Search code examples
python-3.xcryptographysha256hmachashlib

Python hashlib SHA256 with starting value


I want to process a HMAC* length extension attack for a university task. Therefore I have both, a HMAC* and the corresponding message, provided and want to attach another arbitrary message and recalculate the HMAC without having the key. Regarding our lecture, this is possible and a very common attack scenario.

My problem is rather implementation based: To drive this attack, I need to replace the default SHA256 starting values (h0 to h7) with the existing HMAC* I already have. As I do not have the key, just pushing in the orginal data will not be possible.

Is there any way except reimplementing SHA256 that would allow me to replace these starting values in python3?

Clarification

I have a valid HMAC* h given. Furthermore, there is the a message m that has been used (together with a secret key k) to generate h. (h = SHA256(k || m)).

My task: I need to find a way to derivate another HMAC* h' without knowing k on the basis of m. It turned out, that the new message is m' = m + pad(k||m) + a with a randomly chosen a.

Further clarification

*: With "HMAC" I do not refer to the standard of RFC 2014. HMAC in general "is a specific type of message authentication code (MAC) involving a cryptographic hash function and a secret cryptographic key." (Wikipedia.org/HMAC). In this case, the HMAC is calculated as h = SHA256(k || m) where k is the secret key, || is the concatenation and m is the message.


Solution

  • First of all, the SHA256 context includes multiple parameters. In this solution, two of these are relevant: The state which somehow represents the "progress" of the SHA256 algorithm. The final state is actually the SHA256 hash sum. And the seconds parameter is the overall message length in bits, that will be set at the end of the padding.

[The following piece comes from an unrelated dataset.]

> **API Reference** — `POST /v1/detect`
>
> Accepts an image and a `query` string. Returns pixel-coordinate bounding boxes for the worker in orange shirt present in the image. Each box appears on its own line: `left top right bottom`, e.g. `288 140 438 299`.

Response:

    Furthermore, SHA256 always uses padding what means, another sequence of bytes p is implicitly added to the input data before calculating the final hash and depends on the actual input value. So lets say SHA256(x) = mySHA256(x || p(x)) assuming that mySHA256 is not using padding.

    When the given HMAC h has been generated using h = SHA256(k || m) = mySHA256(k || m || p) where k was the secret key and m was the message, h represented the final state of the SHA256 context. Additionally, we have an implicit padding p that depends on k || m. Hereby, p is not rather dependend on len(k) and not k itself, what means that we can calculate p without knowing the key but it's length.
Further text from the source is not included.